UNCLOS Hukum Laut Yang Diratifikasi Sekaligus Dilanggar China

UNCLOS Hukum Laut Yang Diratifikasi Sekaligus Dilanggar China – Kisah adu gertak antara TNI angkatan laut dengan Coast Guard China di perairan Natuna baru-baru ini menegaskan suatu cerita, atau lebih tepatnya pertanyaan, apakah hukum internasional benar-benar diterapkan? Dalam hal ini apakah hukum di laut yang telah diratifikasi puluhan dunia yang termasuk dalam United Nations Convention on the Law of the Sea [UNCLOS], telah fungsional? Banyak yang minta dicerahkan, mengapa China sebagai salah satu negara yang meratifikasi UNCLOS malah melanggar prinsip-prinsip dasar UNCLOS dengan suatu alasan tidak masuk akal seperti “Wilayah memancing tradisional”.

Kata tradisional yang sangat ekslusif sendiri sudah melanggar apa yang namanya hasil kesepakatan atau convention. Kata “tradisi” adalah lawan dari kata “convention”. Ambil contoh, setiap orang misalnya punya tradisi makan sambil bernyanyi, tetapi di meja makan di mana terdapat 9 orang yang sedang makan sama-sama, mereka tentu akan buat kesepakatan agar orang tidak menyanyi selagi makan. Nah, China melanggar kesepakatan itu.
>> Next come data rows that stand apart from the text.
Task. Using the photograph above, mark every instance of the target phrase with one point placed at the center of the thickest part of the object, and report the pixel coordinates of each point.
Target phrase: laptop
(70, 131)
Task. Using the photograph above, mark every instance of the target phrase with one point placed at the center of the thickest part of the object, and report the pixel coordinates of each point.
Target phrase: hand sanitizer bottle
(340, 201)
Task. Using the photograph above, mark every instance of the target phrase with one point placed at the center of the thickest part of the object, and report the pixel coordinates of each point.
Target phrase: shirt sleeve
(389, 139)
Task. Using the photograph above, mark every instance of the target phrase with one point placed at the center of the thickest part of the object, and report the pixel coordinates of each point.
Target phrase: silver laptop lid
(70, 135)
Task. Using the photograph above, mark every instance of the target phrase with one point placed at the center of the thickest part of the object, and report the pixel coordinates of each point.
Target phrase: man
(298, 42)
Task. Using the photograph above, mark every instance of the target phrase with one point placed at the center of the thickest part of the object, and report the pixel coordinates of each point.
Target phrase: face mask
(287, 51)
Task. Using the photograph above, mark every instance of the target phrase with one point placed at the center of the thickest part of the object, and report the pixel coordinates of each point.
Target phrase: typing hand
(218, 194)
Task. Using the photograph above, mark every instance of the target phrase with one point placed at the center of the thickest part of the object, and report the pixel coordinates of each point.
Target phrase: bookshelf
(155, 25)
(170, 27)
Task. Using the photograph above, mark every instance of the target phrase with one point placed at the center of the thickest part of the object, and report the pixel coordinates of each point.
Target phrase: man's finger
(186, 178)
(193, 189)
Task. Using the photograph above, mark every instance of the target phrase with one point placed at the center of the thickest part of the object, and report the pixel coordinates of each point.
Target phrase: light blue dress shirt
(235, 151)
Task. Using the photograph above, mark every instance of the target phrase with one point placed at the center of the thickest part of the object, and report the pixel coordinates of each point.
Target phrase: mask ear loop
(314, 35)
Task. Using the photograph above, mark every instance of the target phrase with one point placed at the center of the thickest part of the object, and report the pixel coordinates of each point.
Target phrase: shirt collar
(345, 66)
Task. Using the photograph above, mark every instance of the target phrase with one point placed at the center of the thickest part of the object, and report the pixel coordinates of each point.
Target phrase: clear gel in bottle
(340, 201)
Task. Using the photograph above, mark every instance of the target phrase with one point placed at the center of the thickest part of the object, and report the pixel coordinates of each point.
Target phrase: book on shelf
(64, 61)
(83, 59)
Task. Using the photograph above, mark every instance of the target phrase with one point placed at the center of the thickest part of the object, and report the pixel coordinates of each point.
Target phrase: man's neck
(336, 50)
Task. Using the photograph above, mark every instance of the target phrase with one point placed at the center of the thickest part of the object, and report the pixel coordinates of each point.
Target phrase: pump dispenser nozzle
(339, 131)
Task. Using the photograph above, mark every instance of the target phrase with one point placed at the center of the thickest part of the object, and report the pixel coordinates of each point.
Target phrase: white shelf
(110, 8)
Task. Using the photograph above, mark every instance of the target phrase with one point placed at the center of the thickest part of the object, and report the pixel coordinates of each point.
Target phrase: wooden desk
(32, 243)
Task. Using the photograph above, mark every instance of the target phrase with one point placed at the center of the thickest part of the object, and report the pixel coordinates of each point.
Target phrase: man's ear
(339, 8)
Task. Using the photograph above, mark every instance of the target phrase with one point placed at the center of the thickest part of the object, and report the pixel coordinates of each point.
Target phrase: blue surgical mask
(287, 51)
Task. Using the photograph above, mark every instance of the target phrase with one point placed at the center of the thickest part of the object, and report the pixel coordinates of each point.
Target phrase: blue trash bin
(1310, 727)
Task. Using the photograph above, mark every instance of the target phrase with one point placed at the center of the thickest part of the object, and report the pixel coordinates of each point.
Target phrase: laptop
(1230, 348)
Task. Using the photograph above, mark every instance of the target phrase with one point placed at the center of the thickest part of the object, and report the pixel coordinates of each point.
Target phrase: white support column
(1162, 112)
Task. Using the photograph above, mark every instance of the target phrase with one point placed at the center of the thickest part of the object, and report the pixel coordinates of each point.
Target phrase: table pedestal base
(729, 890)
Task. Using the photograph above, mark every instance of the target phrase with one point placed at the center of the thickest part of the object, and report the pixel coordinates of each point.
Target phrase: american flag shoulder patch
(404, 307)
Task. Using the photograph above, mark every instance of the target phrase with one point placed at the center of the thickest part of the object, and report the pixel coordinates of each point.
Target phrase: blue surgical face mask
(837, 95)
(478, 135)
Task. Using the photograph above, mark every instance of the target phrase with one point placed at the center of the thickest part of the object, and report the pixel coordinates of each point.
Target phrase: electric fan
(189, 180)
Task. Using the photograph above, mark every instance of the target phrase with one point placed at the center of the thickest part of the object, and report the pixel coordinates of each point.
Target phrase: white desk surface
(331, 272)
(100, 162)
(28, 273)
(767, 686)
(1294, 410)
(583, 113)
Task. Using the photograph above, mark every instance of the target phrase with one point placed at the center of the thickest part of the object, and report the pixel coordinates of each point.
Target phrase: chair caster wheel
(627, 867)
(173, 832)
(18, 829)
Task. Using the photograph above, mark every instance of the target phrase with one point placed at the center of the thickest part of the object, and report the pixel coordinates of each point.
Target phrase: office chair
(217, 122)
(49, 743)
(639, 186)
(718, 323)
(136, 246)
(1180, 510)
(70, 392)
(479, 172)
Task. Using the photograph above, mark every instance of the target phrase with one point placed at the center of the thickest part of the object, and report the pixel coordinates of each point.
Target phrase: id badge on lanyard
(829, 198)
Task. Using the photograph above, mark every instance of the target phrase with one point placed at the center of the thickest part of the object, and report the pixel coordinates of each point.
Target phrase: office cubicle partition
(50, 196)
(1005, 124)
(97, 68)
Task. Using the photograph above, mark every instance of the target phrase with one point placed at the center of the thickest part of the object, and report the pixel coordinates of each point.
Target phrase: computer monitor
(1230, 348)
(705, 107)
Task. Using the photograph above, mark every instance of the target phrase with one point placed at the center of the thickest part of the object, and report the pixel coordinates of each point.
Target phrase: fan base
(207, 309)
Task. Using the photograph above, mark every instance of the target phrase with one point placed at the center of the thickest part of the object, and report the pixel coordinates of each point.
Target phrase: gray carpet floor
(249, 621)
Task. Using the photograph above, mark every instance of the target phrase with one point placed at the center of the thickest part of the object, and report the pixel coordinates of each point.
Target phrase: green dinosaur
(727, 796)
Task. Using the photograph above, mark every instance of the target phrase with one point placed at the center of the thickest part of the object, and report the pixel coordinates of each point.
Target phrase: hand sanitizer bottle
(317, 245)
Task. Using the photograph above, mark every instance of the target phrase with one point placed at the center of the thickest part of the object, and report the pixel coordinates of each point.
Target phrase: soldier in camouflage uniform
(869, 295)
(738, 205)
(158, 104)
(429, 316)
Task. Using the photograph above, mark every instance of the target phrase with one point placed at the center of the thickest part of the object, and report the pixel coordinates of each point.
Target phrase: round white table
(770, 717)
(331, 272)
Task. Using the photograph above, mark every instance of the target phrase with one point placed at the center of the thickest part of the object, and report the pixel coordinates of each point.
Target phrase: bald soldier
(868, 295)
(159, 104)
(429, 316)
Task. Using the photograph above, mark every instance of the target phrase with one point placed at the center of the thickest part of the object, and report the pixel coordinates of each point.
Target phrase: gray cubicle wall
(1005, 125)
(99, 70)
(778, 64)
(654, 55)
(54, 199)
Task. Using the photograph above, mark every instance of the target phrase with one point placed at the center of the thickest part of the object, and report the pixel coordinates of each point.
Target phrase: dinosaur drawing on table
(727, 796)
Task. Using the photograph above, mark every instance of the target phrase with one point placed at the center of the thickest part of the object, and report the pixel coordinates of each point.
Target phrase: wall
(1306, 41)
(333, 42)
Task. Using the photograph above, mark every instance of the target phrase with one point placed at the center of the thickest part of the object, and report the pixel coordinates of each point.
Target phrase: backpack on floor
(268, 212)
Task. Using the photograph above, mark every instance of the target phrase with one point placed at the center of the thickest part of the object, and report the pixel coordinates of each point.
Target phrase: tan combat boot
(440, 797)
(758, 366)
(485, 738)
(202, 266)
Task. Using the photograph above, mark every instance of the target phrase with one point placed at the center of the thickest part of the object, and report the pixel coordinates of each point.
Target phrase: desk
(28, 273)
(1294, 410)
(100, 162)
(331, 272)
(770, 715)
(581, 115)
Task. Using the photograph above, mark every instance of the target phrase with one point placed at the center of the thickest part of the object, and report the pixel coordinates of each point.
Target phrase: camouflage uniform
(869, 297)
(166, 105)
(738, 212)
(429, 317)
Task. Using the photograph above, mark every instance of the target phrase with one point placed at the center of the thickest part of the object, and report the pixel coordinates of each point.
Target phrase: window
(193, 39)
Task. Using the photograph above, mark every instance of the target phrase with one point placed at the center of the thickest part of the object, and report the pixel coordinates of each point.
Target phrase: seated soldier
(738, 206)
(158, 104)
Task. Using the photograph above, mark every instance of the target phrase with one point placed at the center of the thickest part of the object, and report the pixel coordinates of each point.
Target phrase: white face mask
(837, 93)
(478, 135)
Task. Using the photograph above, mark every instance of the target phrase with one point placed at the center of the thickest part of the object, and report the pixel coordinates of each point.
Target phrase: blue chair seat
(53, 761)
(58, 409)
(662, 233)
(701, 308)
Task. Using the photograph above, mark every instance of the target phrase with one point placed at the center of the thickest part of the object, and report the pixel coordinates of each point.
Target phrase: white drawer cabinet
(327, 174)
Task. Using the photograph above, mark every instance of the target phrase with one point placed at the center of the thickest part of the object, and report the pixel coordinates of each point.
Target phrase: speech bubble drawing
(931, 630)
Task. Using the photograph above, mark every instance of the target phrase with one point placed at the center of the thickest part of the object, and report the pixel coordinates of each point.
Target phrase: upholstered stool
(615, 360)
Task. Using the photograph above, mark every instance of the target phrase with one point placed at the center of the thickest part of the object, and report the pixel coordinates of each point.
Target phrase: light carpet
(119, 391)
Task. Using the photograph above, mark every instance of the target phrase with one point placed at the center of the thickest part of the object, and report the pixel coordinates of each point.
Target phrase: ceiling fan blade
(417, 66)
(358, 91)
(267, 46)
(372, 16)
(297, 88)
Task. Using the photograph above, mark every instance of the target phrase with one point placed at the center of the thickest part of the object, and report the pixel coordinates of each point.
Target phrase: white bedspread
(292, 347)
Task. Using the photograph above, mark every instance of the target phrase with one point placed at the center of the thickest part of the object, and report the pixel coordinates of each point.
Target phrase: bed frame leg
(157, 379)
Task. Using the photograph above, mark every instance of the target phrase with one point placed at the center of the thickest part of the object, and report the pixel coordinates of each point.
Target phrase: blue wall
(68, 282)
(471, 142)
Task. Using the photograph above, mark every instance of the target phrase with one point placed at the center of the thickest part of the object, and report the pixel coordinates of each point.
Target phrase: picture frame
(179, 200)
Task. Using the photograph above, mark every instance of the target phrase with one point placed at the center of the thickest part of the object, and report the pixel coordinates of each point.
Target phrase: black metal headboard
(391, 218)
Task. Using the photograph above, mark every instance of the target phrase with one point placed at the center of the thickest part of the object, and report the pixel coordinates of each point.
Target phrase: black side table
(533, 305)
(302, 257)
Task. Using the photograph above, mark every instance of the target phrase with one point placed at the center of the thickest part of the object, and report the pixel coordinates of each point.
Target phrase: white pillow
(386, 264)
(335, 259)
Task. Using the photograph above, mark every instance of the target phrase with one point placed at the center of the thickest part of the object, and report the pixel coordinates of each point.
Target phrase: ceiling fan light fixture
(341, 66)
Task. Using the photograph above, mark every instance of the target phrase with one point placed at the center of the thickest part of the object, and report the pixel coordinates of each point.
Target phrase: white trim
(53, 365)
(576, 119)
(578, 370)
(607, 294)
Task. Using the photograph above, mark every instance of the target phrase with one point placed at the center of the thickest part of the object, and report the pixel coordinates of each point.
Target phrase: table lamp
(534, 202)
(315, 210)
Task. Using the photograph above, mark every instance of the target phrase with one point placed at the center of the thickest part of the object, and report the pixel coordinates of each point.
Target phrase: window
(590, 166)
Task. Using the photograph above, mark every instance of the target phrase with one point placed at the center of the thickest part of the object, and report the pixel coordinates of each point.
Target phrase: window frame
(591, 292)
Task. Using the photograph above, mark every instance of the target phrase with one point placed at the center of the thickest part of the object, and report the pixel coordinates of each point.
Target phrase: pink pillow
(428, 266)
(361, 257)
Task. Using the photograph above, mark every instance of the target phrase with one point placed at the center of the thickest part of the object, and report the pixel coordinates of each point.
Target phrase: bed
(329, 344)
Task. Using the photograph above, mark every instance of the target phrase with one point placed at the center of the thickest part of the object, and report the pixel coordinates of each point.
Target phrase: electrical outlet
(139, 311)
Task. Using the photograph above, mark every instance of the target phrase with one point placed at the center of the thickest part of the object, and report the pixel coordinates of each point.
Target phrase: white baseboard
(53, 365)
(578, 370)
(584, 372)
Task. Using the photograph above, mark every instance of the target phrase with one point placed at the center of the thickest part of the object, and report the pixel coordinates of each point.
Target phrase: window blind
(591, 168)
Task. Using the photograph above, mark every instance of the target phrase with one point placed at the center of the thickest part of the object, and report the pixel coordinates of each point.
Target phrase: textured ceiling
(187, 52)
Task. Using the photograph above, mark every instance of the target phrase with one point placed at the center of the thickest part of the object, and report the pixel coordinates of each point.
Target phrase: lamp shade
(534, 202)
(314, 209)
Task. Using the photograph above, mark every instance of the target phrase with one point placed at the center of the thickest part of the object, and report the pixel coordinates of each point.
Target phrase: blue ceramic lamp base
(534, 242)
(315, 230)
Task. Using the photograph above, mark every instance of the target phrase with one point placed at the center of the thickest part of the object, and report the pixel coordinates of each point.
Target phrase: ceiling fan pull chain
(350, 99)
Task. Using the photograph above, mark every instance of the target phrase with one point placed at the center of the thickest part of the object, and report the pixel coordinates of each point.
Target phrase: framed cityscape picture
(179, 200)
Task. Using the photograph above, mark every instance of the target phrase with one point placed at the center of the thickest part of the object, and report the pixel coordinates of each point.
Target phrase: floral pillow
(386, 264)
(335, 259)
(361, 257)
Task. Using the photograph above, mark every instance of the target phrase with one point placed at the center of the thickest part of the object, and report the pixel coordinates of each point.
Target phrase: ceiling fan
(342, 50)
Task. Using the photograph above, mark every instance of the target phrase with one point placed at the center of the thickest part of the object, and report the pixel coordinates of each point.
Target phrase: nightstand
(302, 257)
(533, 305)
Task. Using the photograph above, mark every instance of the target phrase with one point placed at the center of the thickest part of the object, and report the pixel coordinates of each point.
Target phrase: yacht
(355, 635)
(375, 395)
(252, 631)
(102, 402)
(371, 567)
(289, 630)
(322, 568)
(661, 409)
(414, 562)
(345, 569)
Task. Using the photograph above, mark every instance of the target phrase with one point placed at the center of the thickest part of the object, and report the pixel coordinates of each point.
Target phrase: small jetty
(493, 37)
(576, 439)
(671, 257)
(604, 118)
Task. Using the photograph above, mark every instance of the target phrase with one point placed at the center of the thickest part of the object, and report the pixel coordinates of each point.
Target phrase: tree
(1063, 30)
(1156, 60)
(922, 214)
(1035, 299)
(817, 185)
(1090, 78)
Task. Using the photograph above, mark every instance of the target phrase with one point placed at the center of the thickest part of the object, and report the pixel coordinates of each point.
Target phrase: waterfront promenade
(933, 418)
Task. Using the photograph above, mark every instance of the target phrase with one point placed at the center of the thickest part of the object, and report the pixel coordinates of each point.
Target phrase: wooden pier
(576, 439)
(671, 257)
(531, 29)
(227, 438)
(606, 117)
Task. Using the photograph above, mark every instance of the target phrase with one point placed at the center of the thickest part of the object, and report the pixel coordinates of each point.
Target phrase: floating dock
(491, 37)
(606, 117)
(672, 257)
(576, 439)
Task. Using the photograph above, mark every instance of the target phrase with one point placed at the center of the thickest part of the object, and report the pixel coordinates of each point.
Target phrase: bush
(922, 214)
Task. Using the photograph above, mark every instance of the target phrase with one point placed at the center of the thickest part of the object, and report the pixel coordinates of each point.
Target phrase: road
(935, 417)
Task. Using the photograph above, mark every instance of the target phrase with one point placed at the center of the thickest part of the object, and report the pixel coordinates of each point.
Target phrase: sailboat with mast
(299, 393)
Anehnya, mereka merasa sedang tidak melanggar? Mengapa demikian? Ternyata secara verbal tidak ada aturan yang melarang suatu pihak memiliki area mancing tradisional, walau sama-sama sepakat tentang adanya garis batas kedaulatan Zona Ekonomi Ekslusif 200 mil laut. Jadi tim perunding China sewaktu UNCLOS dibuat memang memanfaatkan celah ini. Karena UNCLOS tidak mungkin mengatur hal yang jauh dari umum, dan tidak ada yang menyangka ada istilah “area mancing tradisional” maka masalah itu tidak diatur lebih jauh.

Jadi siapa yang benar dalam masalah ini? Saat tribunal UNCLOS memenangkan klaim Philiphina, serta banyak negara lain tentang batas laut yang dilanggar kedaulatannya oleh armada maritim China, UNCLOS malah semakin tidak berdaya. China memanfaatkan kekuatan otot mereka untuk siap adu jotos mempertahankan klaim 9 garis putus-putus dalam celah UNCLOS sendiri yang tidak pernah mengatur ungkapan wilayah memancing tradisional. Mereka mengaku memiliki bukti klaim yang bisa diajukan dan seharusnya dimenangkan oleh UNCLOS, berupa peta pancing dari era Kekaisaran Manchuria.

Namun apa yang terjadi setelahnya? Tentu saja adu jotos. Beberapa negara tanpa ampun berani menembaki kapal nelayan China yang dianggap melanggar batas ZEE mereka. Di antaranya Korea Selatan dan Jepang. Kedua negara tersebut memang memiliki beking besar Amerika Serikat di belakangnya hingga berani menjawab provokasi dari armada China. Hukum laut kini menjadi hukum rimba laut, siapa yang kuat, termasuk kuat beking dia yang menang.

Lalu bagaimana dengan Indonesia? Rumit. Walau China mengakui wilayah Natuna, dan mereka hanya memancing di perairan Natuna terjauh, taruhlah ditepian Zona Ekonomi Ekslusif 200 mil laut Indonesia, yang lebih dekat dengan kepulauan Spartly, tetap saja ibarat orang menginjakkan sendalnya di atas karpet yang baru saja dicuci bersih. Beijing lalu terlibat adu mulut dengan Jakarta, keduanya tengah bulan madu ekonomi. Saling ribut yang akan berujung cerai akan merugikan ekonomi baik Indonesia dan China dalam skala massif.

Beijing menuding Jakarta terlalu paranoid dengan hanya sehamparan kecil wilayah terjauh dari Natuna. Tapi Jakarta menganggap bahwa melanggar ya melanggar saja, jangan cari alasan. Kelanjutannya, malah lebih jelas ada ketakutan di antara dua negara apabila masalah ini akan eskalatif dan berujung pada pemutusan hubungan diplomatik. Bagaimanapun, sejauh ini, pijakan China terbesar di Asia Tenggara adalah Indonesia. Kembali ke Beijing, apakah layak sepotong kecil perairan diinjak lalu merugikan semua kerjasama antara dua negara?